They were out now upon the moor that ran between the woods and the sea; the world was perfectly still save for the distant bleating of some sheep and the monotonous tramp of the waves on the shore far below them. There was no sign of any other human being; the moon flung a white unnatural light about the place.

Punch walked with his eyes darting from side to side; every now and again he whistled, but there was no answering bark.

“It may seem a bit absurd to you, sir,” Punch said almost apologetically, “to be fussing this way about a dog, but ’e’s more to me than I could ever explain. If I hadn’t got ’im to talk to and have about at nights and kind o’ smile at when you’re wanting company the world would be another kind of place.”

Maradick tried to fix his mind on Punch’s words, but the ghostliness of the place and the hour seemed to hang round him so that he could not think of anything, but only wanted to get back to lights and company. Every now and again he turned round because he fancied that he heard steps. Their feet sank into the soft soil and then stumbled over tufts of grass. Faint mists swept up from the sea and shadowed the moon.

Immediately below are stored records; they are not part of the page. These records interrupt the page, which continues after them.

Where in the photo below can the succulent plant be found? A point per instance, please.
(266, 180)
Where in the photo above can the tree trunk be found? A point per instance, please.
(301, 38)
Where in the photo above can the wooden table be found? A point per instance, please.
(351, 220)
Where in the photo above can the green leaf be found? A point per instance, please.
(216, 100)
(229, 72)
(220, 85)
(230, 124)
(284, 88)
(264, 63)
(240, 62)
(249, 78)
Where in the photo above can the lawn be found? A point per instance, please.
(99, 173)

Behind them the lights of the town twinkled like the watching eye of some mysterious enemy. A bird rose in front of them with shrill protesting cries, and whirled, screaming, into the skies.

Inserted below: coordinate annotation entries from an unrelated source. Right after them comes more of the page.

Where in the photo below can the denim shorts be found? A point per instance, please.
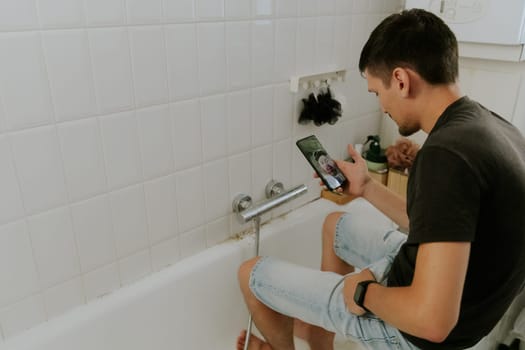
(365, 239)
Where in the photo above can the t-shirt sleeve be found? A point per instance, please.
(444, 203)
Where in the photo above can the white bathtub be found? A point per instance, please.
(193, 305)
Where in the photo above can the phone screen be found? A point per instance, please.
(322, 163)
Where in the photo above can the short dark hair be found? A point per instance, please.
(415, 39)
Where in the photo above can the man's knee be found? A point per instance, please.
(329, 226)
(245, 271)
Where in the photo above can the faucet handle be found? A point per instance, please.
(273, 189)
(241, 202)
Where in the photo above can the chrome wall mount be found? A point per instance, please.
(276, 197)
(242, 205)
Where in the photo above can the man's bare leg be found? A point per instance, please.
(276, 328)
(318, 338)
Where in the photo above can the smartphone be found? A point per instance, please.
(322, 163)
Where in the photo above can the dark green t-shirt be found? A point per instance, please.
(467, 184)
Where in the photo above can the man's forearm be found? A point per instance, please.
(388, 202)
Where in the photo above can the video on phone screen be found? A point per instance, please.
(323, 164)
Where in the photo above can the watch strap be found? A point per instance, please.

Punch seemed to be talking to himself. “Toby, boy, where are you? Toby, old dog. You know your master and you wouldn’t hide from your master. It’s time to be getting home, Toby. Time for bed, old boy. Damn the dog, why don’t ’e come? Toby, old boy!”

Every few minutes he started as though he saw it, and he would run forward a few paces and then stop. And indeed, in the gathering and shifting mist that went and came and took form and shape, there might have been a thousand white dogs wandering, an army of dogs, passing silently, mysteriously across the moor.

“Toby, old boy, it’s time to be getting back. ’E was that used to the place you couldn’t imagine ’is being lost anywhere round about. ’E was that cunning . . .”

But the army of dogs passed silently by, curving with their silent feet in and out of the mists. One new dog had joined their ranks. He fell in at the rear and went by with the others; but his master did not see them.

Suddenly the mists broke and the moon shone out across the moor like a flame. The moon leapt into the light. A little to the right on a raised piece of ground lay something white.